The Norwegian trumpeter’s ninth album feels like an opaque and ambient jazz album you can walk right into. Truly, his instrument always seems on the verge of speaking.
Arve Henriksen makes jazz for people who like ambient music. This might sound like an unintentional insult—the Norwegian trumpeter is well trained and celebrated in jazz circles, and he often performs among Scandinavia’s most prominent younger players, such as Christian Wallumrød—but it’s also hard to deny. Towards Language, Henriksen’s ninth album under his own name, begins with a slumbrous murmur of bass and an unfurling trumpet theme, and this mesmeric register never wavers throughout the album. The melancholy saunter of Henriksen’s lines is isolated and sculpted by glimmering, whirring atmospheres full of emptiness and portent. Testing different ways to contrast eloquent material and enigmatic medium, the record plays like some lost collaboration between Wynton Marsalis and Brian Eno circa Ambient 4: On Land.
Henriksen’s long association with free-improv supergroup Supersilent and its influential label, Rune Grammofon, were his gateways to esteem in circles beyond jazz. But he has earned his wider attention with a trumpet tone so communicative it’s almost psychic, which he has described as being modeled on the breathy, insinuating timbre of a wooden flute. Towards Language would be the perfect album title imaginable for Henriksen if he hadn’t already made one called Chiaroscuro. Sometimes augmented by his ethereal vocalizations, his instrument always seems on the verge of speaking, writing a smoky legato calligraphy on the air. If the language is obscure, the emotions are instantly legible—romantic seclusion, piercing beauty, and a steadfast determination.
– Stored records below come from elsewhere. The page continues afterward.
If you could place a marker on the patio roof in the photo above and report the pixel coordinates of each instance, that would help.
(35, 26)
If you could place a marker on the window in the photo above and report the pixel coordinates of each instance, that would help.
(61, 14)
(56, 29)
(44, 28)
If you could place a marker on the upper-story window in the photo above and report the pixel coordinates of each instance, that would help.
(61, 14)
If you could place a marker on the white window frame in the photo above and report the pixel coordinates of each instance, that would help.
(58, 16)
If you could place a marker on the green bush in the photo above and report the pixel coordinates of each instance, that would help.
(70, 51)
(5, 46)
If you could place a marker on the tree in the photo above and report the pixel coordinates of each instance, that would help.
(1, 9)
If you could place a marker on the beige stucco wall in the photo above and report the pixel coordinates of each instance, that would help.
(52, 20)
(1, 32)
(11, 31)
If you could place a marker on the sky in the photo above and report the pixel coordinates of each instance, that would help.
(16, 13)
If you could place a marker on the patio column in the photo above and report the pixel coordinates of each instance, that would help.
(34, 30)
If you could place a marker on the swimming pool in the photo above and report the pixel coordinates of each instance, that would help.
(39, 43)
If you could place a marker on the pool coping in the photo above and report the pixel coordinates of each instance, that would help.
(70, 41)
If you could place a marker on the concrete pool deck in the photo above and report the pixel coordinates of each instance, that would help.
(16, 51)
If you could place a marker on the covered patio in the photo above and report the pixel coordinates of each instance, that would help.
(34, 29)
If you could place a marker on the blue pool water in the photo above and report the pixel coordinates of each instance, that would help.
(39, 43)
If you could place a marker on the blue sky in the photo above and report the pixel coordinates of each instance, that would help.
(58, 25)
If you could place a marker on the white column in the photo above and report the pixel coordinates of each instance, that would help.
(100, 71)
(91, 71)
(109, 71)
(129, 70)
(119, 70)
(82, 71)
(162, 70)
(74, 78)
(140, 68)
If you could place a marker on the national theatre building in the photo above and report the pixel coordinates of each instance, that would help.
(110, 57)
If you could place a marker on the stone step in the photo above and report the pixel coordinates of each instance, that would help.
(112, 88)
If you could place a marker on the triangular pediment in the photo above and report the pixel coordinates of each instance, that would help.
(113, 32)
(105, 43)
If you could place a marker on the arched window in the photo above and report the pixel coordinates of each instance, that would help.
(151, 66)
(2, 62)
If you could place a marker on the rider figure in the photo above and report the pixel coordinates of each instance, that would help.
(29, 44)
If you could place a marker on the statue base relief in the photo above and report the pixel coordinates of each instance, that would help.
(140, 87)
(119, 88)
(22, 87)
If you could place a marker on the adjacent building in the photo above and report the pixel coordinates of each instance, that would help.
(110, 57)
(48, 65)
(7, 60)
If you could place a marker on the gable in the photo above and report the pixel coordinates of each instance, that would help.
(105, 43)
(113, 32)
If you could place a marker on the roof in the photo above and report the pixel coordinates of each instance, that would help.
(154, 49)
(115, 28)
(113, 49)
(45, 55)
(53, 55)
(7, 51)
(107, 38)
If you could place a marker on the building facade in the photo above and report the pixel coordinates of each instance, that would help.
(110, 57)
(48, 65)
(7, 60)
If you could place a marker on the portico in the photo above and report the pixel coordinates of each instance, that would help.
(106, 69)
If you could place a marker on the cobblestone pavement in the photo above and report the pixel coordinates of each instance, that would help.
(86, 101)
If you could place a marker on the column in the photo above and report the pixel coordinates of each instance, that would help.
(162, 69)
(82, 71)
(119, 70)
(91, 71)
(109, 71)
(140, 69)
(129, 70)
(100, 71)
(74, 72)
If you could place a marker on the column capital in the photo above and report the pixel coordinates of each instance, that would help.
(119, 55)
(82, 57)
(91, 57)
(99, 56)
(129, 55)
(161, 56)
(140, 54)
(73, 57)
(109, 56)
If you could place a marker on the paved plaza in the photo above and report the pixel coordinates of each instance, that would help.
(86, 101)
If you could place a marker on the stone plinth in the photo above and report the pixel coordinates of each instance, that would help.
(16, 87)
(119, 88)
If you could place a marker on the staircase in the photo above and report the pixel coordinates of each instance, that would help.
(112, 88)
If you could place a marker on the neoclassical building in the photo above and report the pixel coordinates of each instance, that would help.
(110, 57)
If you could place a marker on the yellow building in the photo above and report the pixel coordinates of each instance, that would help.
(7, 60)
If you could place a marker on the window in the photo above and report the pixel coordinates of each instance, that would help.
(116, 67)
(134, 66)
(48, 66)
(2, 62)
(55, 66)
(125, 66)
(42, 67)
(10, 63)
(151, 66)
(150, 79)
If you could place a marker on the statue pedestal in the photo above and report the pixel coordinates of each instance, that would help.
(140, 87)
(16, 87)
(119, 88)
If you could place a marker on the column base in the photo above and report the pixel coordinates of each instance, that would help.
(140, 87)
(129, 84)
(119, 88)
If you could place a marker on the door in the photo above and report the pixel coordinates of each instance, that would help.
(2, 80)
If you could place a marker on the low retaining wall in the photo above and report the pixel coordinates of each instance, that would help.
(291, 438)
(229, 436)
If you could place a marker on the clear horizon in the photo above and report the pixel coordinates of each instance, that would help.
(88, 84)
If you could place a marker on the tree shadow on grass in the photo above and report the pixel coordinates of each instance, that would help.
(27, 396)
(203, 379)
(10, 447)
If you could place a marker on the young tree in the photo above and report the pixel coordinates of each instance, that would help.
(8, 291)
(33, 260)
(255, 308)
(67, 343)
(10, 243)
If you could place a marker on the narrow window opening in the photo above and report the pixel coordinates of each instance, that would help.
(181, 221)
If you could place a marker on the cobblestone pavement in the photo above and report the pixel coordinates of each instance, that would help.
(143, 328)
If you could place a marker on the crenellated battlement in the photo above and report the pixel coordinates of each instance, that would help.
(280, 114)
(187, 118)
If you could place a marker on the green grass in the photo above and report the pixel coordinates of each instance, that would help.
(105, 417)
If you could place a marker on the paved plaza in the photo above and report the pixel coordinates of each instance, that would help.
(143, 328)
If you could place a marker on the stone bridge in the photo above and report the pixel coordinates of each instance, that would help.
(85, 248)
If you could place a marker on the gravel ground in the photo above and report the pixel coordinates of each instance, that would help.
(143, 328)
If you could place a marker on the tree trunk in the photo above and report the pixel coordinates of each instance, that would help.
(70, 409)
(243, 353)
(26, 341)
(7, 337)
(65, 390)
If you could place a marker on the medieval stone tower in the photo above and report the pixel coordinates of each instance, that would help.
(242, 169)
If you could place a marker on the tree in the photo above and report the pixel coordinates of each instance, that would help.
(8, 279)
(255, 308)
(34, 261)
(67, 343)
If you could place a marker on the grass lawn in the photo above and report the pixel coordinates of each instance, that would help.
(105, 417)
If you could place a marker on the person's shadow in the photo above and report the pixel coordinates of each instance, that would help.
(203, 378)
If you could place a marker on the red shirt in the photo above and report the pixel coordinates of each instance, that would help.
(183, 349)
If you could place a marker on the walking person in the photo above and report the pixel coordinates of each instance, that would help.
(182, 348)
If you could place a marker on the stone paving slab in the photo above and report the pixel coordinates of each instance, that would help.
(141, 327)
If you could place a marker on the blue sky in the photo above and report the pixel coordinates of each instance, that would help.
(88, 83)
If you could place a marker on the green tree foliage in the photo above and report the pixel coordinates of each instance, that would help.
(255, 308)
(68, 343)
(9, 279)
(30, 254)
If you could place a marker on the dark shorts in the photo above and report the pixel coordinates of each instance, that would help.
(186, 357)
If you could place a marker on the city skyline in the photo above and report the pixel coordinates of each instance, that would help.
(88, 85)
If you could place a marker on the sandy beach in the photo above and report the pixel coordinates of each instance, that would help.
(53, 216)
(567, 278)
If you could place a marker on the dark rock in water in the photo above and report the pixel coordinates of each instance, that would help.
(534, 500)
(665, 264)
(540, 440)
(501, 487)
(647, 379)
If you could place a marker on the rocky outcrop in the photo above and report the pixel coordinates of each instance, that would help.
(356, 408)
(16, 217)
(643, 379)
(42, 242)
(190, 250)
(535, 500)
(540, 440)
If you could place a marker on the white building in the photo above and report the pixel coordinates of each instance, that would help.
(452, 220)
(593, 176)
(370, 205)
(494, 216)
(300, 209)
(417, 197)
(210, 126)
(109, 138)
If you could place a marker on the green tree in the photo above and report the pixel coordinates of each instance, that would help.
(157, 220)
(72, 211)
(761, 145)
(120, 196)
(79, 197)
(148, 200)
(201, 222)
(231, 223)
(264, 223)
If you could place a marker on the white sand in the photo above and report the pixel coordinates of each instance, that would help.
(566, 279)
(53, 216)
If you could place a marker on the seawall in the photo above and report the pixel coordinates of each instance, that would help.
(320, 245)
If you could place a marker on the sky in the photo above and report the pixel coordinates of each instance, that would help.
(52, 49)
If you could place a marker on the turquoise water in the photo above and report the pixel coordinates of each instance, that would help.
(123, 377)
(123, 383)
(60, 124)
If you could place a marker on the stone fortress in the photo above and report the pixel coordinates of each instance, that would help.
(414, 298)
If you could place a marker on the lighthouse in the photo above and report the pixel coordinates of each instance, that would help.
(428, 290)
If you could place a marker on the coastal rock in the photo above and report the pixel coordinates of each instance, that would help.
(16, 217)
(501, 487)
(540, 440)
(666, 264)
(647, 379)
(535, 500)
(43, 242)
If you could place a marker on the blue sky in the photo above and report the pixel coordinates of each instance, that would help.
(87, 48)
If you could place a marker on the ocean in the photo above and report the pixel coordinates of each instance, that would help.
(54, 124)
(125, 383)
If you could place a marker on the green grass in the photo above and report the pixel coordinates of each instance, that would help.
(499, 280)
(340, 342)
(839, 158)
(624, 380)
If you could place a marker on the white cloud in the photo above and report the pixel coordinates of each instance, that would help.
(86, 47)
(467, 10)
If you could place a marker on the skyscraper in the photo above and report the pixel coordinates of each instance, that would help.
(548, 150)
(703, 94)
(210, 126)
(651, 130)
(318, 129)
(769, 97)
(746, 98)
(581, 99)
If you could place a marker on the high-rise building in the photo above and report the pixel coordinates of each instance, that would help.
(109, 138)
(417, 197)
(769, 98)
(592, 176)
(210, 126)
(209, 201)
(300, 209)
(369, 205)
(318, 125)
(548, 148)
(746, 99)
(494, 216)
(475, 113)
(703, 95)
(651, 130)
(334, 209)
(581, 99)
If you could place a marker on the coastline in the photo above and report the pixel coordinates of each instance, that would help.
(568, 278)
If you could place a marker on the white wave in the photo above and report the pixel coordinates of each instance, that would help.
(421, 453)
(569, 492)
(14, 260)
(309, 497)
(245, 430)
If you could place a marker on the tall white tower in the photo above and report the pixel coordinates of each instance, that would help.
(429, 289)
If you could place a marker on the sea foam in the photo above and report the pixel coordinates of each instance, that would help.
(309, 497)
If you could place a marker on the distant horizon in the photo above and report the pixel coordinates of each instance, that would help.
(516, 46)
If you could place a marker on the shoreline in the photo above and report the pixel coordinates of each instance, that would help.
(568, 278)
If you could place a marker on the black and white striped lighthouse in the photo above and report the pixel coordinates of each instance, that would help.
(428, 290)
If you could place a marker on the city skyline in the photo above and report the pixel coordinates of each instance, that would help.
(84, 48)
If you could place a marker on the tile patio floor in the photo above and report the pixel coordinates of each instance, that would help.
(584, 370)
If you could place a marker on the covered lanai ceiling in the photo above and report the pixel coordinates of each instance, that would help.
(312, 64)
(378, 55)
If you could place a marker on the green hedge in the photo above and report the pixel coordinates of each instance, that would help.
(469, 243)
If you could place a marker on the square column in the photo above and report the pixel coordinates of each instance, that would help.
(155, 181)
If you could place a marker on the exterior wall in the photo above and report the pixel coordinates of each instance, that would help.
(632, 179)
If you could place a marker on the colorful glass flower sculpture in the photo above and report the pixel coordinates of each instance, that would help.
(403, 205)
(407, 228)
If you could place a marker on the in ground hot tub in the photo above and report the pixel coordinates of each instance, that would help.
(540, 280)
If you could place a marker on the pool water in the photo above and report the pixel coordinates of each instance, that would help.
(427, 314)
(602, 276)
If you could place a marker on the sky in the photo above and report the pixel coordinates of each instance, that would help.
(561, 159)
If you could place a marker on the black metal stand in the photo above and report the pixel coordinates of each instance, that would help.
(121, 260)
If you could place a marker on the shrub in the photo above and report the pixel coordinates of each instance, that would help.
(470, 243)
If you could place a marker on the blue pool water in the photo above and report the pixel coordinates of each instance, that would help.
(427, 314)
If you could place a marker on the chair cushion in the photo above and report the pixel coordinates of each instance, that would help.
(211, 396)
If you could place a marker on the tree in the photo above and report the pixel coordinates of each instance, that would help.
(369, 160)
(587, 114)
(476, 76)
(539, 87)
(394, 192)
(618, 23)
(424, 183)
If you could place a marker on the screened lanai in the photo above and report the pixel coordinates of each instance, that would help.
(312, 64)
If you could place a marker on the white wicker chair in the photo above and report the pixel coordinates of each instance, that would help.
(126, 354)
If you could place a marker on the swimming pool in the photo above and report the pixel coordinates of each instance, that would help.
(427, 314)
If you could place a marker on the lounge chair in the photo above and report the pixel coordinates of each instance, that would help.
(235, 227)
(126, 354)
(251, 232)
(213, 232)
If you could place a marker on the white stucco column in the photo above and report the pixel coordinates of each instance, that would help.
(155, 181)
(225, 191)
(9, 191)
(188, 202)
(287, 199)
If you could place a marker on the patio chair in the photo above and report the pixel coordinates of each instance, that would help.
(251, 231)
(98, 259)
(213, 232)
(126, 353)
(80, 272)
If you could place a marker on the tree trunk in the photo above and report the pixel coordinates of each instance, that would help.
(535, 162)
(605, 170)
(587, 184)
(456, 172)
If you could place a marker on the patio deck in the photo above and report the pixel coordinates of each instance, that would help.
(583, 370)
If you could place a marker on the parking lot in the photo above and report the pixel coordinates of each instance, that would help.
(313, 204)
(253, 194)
Henriksen is joined by Jan Bang and Erik Honoré, two old friends who’ve appeared on some of his greatest albums (Chiaroscuro, Cartography, Places of Worship), as well as the ECM-affiliated jazz guitarist Eivind Aarset. Together they gin up brooding, minimalist chamber music in which the simplest melodies whisper of unfathomable depths of feeling. The outstanding “Groundswell” is a dusky jungle seething with hidden birds and snakes, slow trap claps, and lapping waves of mysterious tonality, before Henriksen fills it up with his leafy curlicues and looping vines. “Demarcation Line” is a showpiece for his signature physics, how he swoons from interval to interval and bends pitches so sweetly it almost cuts.
Towards Language is also infused with a deep sense of history, like an excavation standing open in layers. It’s both personal—the atmosphere of “Hibernal” is tuned by a rusty harbor-bell clank, a device heard as far back as 2007’s Strjon, which suits Henriksen’s noir-ish style so well—and cultural. Album closer “Paridae,” turns a traditional song in the Kven language of Henriksen’s ancestral northern Norway (sung by Anna Maria Friman of Trio Mediaeval) into a waterfall leading to another world. Henriksen creates the feeling of an opaque jazz album you can walk right into, all timbre and feel instead of time and modality, the edges and angles sublimated into aching curves. You don’t need to be able to identify a head melody or count off arcane rhythms, but only to know the way you feel when you see fog slowly seeping through a valley, or smoke curling off a cigarette in the lonesome glow of a streetlight.